Gli oncologi in questo campo hanno prodotto ricerche molto interessanti, osservando che nei pazienti oncologici il livello di negazione della malattia è direttamente proporzionale al grado di severità della patologia: man a mano che ci si avvicina alla morte, la negazione diviene sempre più massiccia. Un’interessante ricerca del 2007, che analizzava tra le variabili anche la professione dei pazienti, rileva che l’atteggiamento difensivo descritto si riscontra anche nei medici e negli psicoterapeuti (Tamburini e Murru, 2007). Ancora, Vigneri ci dice che «il fenomeno clinico della negazione», nel caso di situazioni cliniche severe, “è talora talmente evidente e conclamato da potere essere considerato alla stregua di un’allucinazione negativa” (2010, 59).

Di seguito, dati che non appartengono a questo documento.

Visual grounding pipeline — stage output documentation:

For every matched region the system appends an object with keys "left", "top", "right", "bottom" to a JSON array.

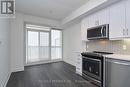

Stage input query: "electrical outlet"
[{"left": 123, "top": 45, "right": 127, "bottom": 50}]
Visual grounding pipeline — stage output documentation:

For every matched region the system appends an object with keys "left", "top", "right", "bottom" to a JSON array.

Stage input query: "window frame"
[
  {"left": 25, "top": 23, "right": 63, "bottom": 65},
  {"left": 51, "top": 29, "right": 63, "bottom": 59}
]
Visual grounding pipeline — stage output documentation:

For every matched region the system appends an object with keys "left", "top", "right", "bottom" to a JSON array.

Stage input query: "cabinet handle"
[
  {"left": 127, "top": 28, "right": 128, "bottom": 35},
  {"left": 107, "top": 60, "right": 130, "bottom": 66},
  {"left": 77, "top": 62, "right": 80, "bottom": 64},
  {"left": 101, "top": 26, "right": 103, "bottom": 37},
  {"left": 123, "top": 29, "right": 125, "bottom": 36},
  {"left": 114, "top": 62, "right": 130, "bottom": 66}
]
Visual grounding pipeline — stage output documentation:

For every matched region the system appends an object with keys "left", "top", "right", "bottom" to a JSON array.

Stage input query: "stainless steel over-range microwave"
[{"left": 87, "top": 24, "right": 109, "bottom": 40}]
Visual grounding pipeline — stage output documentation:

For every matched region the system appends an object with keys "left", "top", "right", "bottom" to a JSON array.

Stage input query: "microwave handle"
[{"left": 101, "top": 26, "right": 103, "bottom": 36}]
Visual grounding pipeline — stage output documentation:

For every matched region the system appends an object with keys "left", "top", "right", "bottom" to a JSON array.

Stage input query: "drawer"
[
  {"left": 76, "top": 61, "right": 81, "bottom": 64},
  {"left": 76, "top": 63, "right": 82, "bottom": 68},
  {"left": 76, "top": 58, "right": 82, "bottom": 62},
  {"left": 76, "top": 67, "right": 82, "bottom": 74},
  {"left": 76, "top": 67, "right": 81, "bottom": 71}
]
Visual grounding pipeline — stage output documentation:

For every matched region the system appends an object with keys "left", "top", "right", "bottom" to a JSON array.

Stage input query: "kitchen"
[
  {"left": 74, "top": 0, "right": 130, "bottom": 87},
  {"left": 1, "top": 0, "right": 130, "bottom": 87}
]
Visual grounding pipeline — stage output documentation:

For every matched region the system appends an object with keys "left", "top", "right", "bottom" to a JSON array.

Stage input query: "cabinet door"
[
  {"left": 98, "top": 8, "right": 109, "bottom": 25},
  {"left": 88, "top": 14, "right": 95, "bottom": 28},
  {"left": 109, "top": 1, "right": 126, "bottom": 39},
  {"left": 76, "top": 53, "right": 82, "bottom": 75},
  {"left": 126, "top": 0, "right": 130, "bottom": 37},
  {"left": 93, "top": 12, "right": 99, "bottom": 26},
  {"left": 81, "top": 18, "right": 89, "bottom": 41}
]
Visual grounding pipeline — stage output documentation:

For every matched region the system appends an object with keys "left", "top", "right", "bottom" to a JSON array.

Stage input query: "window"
[
  {"left": 27, "top": 31, "right": 39, "bottom": 62},
  {"left": 51, "top": 30, "right": 62, "bottom": 59},
  {"left": 27, "top": 31, "right": 50, "bottom": 63},
  {"left": 26, "top": 24, "right": 62, "bottom": 64}
]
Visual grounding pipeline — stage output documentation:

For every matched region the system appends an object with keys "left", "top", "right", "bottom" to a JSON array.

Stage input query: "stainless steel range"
[{"left": 81, "top": 51, "right": 113, "bottom": 87}]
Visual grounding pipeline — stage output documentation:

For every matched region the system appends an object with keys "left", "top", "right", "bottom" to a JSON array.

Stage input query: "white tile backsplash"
[{"left": 86, "top": 40, "right": 130, "bottom": 55}]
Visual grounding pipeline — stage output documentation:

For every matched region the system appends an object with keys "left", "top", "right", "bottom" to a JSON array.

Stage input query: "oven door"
[{"left": 82, "top": 56, "right": 101, "bottom": 81}]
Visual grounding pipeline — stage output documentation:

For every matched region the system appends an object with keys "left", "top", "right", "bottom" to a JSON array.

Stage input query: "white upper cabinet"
[
  {"left": 81, "top": 0, "right": 130, "bottom": 41},
  {"left": 109, "top": 1, "right": 126, "bottom": 39},
  {"left": 81, "top": 8, "right": 109, "bottom": 41},
  {"left": 88, "top": 8, "right": 109, "bottom": 28},
  {"left": 81, "top": 17, "right": 89, "bottom": 41},
  {"left": 88, "top": 14, "right": 96, "bottom": 28},
  {"left": 98, "top": 8, "right": 109, "bottom": 25},
  {"left": 125, "top": 0, "right": 130, "bottom": 38},
  {"left": 88, "top": 12, "right": 100, "bottom": 28}
]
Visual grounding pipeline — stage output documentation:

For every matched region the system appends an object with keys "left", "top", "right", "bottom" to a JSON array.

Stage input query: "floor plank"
[{"left": 6, "top": 62, "right": 97, "bottom": 87}]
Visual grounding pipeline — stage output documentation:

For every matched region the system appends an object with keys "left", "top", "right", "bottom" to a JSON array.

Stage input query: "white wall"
[
  {"left": 63, "top": 22, "right": 82, "bottom": 66},
  {"left": 62, "top": 0, "right": 121, "bottom": 25},
  {"left": 23, "top": 14, "right": 60, "bottom": 28},
  {"left": 10, "top": 13, "right": 24, "bottom": 72},
  {"left": 10, "top": 13, "right": 61, "bottom": 72},
  {"left": 0, "top": 19, "right": 11, "bottom": 87}
]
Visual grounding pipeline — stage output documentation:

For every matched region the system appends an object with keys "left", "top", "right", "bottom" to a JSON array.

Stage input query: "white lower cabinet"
[{"left": 76, "top": 53, "right": 82, "bottom": 75}]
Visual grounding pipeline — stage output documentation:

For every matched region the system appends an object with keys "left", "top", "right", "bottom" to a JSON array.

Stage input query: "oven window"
[{"left": 83, "top": 57, "right": 100, "bottom": 77}]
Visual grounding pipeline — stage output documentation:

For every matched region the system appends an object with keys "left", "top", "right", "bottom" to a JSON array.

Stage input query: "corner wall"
[
  {"left": 10, "top": 13, "right": 61, "bottom": 72},
  {"left": 0, "top": 19, "right": 11, "bottom": 87},
  {"left": 63, "top": 22, "right": 82, "bottom": 66}
]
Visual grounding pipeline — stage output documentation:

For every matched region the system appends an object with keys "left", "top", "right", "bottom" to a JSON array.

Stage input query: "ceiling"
[{"left": 15, "top": 0, "right": 89, "bottom": 20}]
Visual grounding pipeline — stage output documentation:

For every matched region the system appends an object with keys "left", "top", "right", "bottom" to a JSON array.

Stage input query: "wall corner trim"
[{"left": 4, "top": 72, "right": 11, "bottom": 87}]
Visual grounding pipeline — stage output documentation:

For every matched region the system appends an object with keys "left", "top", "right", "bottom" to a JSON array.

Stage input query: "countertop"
[{"left": 104, "top": 54, "right": 130, "bottom": 61}]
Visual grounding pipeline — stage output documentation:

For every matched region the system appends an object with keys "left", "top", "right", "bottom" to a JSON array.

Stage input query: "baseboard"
[
  {"left": 25, "top": 59, "right": 63, "bottom": 66},
  {"left": 63, "top": 60, "right": 76, "bottom": 66},
  {"left": 11, "top": 67, "right": 24, "bottom": 72},
  {"left": 4, "top": 72, "right": 11, "bottom": 87}
]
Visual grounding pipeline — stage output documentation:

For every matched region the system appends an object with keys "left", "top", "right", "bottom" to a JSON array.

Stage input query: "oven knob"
[{"left": 96, "top": 72, "right": 98, "bottom": 74}]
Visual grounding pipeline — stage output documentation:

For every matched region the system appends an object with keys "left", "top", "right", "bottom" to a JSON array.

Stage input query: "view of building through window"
[{"left": 26, "top": 24, "right": 62, "bottom": 63}]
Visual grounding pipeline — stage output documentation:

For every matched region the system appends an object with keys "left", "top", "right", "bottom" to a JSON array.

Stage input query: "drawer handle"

Nel periodo di malattia, quando le sedute erano, dunque, sospese, ho cercato di consentire ai pazienti di avere la possibilità di scrivermi. Ho scelto di chiamare i pazienti quando la situazione ha reso chiaro che non avrei potuto lavorare i giorni successivi, e dire loro in pochissimi minuti, che ero ammalata e non ero in grado di lavorare. Ho deciso di chiamare perché un messaggio avrebbe potuto lasciare spazio a fantasie di maggiore gravità (non può nemmeno parlare) e perché volevo sentissero dalla mia voce la prudente fiducia nell’evoluzione. Ho ripetuto a tutti che ero seguita da un infettivologo e dal mio medico e che ero curata al meglio.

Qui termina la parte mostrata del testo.